Um dos pontos mais marcantes do primeiro volume de Em busca do tempo perdido (No caminho de Swann) é aquele no qual o narrador, depois de muito tempo que visitara Combray, é invadido por uma lembrança avassaladora dos momentos em que passara na cidade interiorana durante a sua infância. O aspecto mais impressionante do evento é o fato daquelas lembranças e de antigos sentimentos terem sido despertados pelo sabor de um pequeno bolo - uma madalena - molhada com chá e que estas lembranças trouxeram ao narrador um prazer surpreendente e inexplicável. Mais um momento de grande arte de Marcel Proust na tradução preciosa de Mário Quintana:

"Muitos anos fazia que, de Combray, tudo quanto não fosse o teatro e o drama do meu deitar não mais existia para mim, quando, por um dia de inverno, ao voltar para casa, vendo minha mãe que eu tinha frio, ofereceu-me chá, coisa que era contra meus hábitos. A princípio recusei, mas, não sei por que, terminei aceitando. Ela mandou buscar um desses bolinhos pequenos e cheios chamados madalenas e que parecem moldados na valva estriada de uma concha de São Tiago. Em breve, maquinalmente, acabrunhado com aquele triste dia e a perspectiva de mais um dia tão sombrio como o primeiro, levei aos lábios uma colherada de chá onde deixara amolecer um pedaço de madalena. Mas no mesmo instante em que aquele gole, de envolta com as migalhas do bolo, tocou meu paladar, estremeci, atento ao que se passava de extraordinário em mim. Invadira-me um prazer delicioso, isolado, sem noção de sua causa. Esse prazer logo me tornara indiferente às vicissitudes da vida, inofensivos seus desastres, ilusória sua brevidade, tal como o faz o amor, enchendo-me de uma preciosa essência: ou, antes, essa essência não estava em mim, era eu mesmo. Cessava de me sentir medíocre, contingente, mortal. De onde me teria vindo aquela poderosa alegria? Senti que estava ligada ao gosto do chá e do bolo, mas que o ultrapassava infinitamente e não devia ser da mesma natureza. (...)
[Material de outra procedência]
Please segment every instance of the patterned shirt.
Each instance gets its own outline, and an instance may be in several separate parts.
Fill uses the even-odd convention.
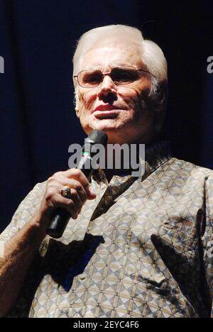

E mal reconheci o gosto do pedaço de madalena molhado em chá que minha tia me dava (embora ainda não soubesse, e tivesse de deixar para muito mais tarde tal averiguação por que motivo aquela lembrança me tornava tão feliz), eis que a velha casa cinzenta, de fachada para a rua, onde estava seu quarto, veio aplicar-se, como um cenário de teatro, ao pequeno pavilhão que dava para o jardim e que fora construído para meus pais aos fundos da mesma (esse truncado trecho da casa que era só o que eu recordava até então); e, com a casa, a cidade toda, desde a manhã à noite, por qualquer tempo, a praça para onde me mandavam antes do almoço, as ruas por onde eu passava e as estradas que seguíamos quando fazia bom tempo. E, como nesse divertimento japonês de mergulhar numa bacia de porcelana cheia d'água pedacinhos de papel, até então indistintos e que, depois de molhados, se estiram, se delineiam, se colorem, se diferenciam, tornam-se flores, casas, personagens consistentes e reconhecíveis, assim agora todas as flores de nosso jardim e as do parque do sr. Swann, e as ninféias do Vivonne, e a boa gente da aldeia e suas pequenas moradias e a igreja e toda a Combray e seus arredores, tudo isso que toma forma e solidez, saiu, cidade e jardins, da minha taça de chá."